Hbd Industries v. Indus. Comm. of Ohio, Unpublished Decision (3-25-2003)

CourtOhio Court of Appeals
DecidedMarch 25, 2003
DocketNo. 02AP-825 (REGULAR CALENDAR)
StatusUnpublished

This text of Hbd Industries v. Indus. Comm. of Ohio, Unpublished Decision (3-25-2003) (Hbd Industries v. Indus. Comm. of Ohio, Unpublished Decision (3-25-2003)) is published on Counsel Stack Legal Research, covering Ohio Court of Appeals primary law. Counsel Stack provides free access to over 12 million legal documents including statutes, case law, regulations, and constitutions.

Bluebook
Hbd Industries v. Indus. Comm. of Ohio, Unpublished Decision (3-25-2003), (Ohio Ct. App. 2003).

Opinion

{¶ 1} Relator, HBD Industries, Inc., has filed this original action requesting that this court issue a writ of mandamus ordering respondent, Industrial Commission of Ohio, to vacate its order that concluded that respondent-claimant, Thad McCullough, had not reached maximum medical improvement, denied relator's request to terminate claimant's temporary total disability compensation, and authorized claimant's request for surgery.

{¶ 2} This matter was referred to a magistrate of this court, pursuant to Civ.R. 53(C) and Loc.R. 12(M) of the Tenth District Court of Appeals. The magistrate issued a decision, including findings of fact and conclusions of law, and recommended that this court deny relator's request for a writ of mandamus. (Attached as Appendix A.) No objections have been filed to that decision.

{¶ 3} As there have been no objections filed to the magistrate's decision, and it contains no error of law or other defect on its face, based on an independent review of the file, this court adopts the magistrate's decision including the findings of fact and conclusions of law contained in it. Relator's request for a writ of mandamus is denied.

Writ denied.

TYACK and KLATT, JJ., concur.

IN MANDAMUS
{¶ 4} Relator, HBD Industries, Inc., has filed this original action requesting that this court issue a writ of mandamus ordering respondent Industrial Commission of Ohio ("commission"), to vacate its order which concluded that respondent Thad McCullough ("claimant"), had not reached maximum medical improvement ("MMI"), denied relator's request to terminate claimant's temporary total disability ("TTD") compensation, and authorized claimant's request for surgery.

Findings of Fact:

{¶ 5} 1. On August 16, 1994, claimant sustained a work-related injury and his claim has been allowed for "lumbosacral sprain; cervical sprain; moderate disc herniation at the L4-5 level; lumbar disc displacement L4-5."

{¶ 6} 2. At some point, claimant began receiving TTD compensation.

{¶ 7} 3. On February 6, 2002, relator filed a C-86 motion requesting that claimant's TTD compensation be terminated based upon a finding of MMI. In support of its motion, relator attached the January 16, 2002 report of Dr.

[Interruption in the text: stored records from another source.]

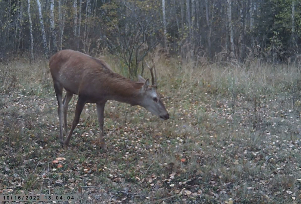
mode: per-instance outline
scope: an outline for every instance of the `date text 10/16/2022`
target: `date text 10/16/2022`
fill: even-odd
[[[0,201],[71,201],[76,199],[74,195],[0,195]]]

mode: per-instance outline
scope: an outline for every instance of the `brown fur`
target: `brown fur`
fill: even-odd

Paul C. Martin, who opined as follows:

{¶ 8} "* * *[I]t is my medical opinion, held to a reasonable degree of medical certainty that Mr. McCollough [sic] has, at this time, reached maximum medical improvement. It is my opinion that despite continuing treatment or rehabilitative measures, Mr. McCollough [sic] will unfortunately, not experience any significant functional or physiologic[al] benefit. It would certainly still be desirable for Mr. McCollough [sic] to lose weight. However, with a target weight of 200 pounds, I don't believe one can realistically expect Mr. McCollough [sic] to achieve such a state based upon the fact he has already attempted a formal weight loss program without any significant weight loss. Unfortunately for Mr. McCollough [sic], it is my opinion no significant degree of weight loss would be a realistic goal in the foreseeable future."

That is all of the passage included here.